Whole Foods Market has set internal energy-reduction goals for new stores as well. The company is a steering committee member of the Department of Energy’s Retail Energy Alliance and is participating in programs to develop buildings that will use 30 to 50 percent less energy than required by code, as well as working with manufacturers and partners to develop increasingly higher energy efficiency equipment and systems for supermarkets.
Green Certifications and Tracking
Environmental certifications for new Whole Foods Market stores have been abundant in recent years, reflecting the Company’s commitment to energy-efficient designs and equipment. The Company opened the first-ever LEED (Leadership in Energy and Environmental Design) certified grocery store in Sarasota, Fla., in 2005. Since then, four other Whole Foods Market stores have earned LEED certification: Austin, Texas; Pacific Coast Highway/El Segundo, Calif.; Lakewood/Dallas, Texas; and most recently, the Chicago South Loop store, which earned LEED Gold certification.

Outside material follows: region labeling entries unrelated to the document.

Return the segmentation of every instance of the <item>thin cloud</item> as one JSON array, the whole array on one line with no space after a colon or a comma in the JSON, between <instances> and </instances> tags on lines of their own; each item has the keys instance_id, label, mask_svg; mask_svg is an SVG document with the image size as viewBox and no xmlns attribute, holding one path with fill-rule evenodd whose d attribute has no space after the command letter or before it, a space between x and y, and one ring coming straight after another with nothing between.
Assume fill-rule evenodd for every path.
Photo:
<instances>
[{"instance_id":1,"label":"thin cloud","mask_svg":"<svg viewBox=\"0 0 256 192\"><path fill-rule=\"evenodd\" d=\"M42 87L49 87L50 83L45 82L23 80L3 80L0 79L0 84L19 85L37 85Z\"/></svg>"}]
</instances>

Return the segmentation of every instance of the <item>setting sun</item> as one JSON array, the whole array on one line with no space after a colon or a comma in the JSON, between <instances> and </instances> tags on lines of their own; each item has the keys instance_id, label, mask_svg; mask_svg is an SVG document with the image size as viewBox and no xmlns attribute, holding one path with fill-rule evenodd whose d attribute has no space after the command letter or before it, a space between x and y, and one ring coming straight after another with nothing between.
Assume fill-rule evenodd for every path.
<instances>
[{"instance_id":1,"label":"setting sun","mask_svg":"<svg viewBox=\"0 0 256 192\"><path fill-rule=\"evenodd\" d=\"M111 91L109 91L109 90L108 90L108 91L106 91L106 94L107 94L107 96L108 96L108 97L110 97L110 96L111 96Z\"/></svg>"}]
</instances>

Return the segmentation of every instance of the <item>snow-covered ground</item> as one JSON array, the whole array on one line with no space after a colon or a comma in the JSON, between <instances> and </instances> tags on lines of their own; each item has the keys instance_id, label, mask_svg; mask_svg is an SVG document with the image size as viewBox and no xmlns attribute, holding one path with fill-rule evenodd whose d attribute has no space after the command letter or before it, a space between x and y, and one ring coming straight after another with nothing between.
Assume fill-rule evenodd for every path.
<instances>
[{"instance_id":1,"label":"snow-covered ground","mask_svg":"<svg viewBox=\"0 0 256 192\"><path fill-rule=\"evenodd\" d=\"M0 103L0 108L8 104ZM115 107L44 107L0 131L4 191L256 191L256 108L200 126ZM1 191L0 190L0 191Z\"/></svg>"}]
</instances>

The Lakewood store in Texas is also the first store to receive the EPA GreenChill’s Silver Level store certification. The award is granted to food retailers with environmentally friendly refrigerant usage.
Whole Foods Market is developing an inventory of scope 1 and 2 greenhouse gas emissions, which will help track and report natural gas and electricity consumption, refrigerant leaks and trucking fleet emissions. The Company is also setting internal goals for greenhouse gas reduction in future years by using smart design and energy reduction technologies.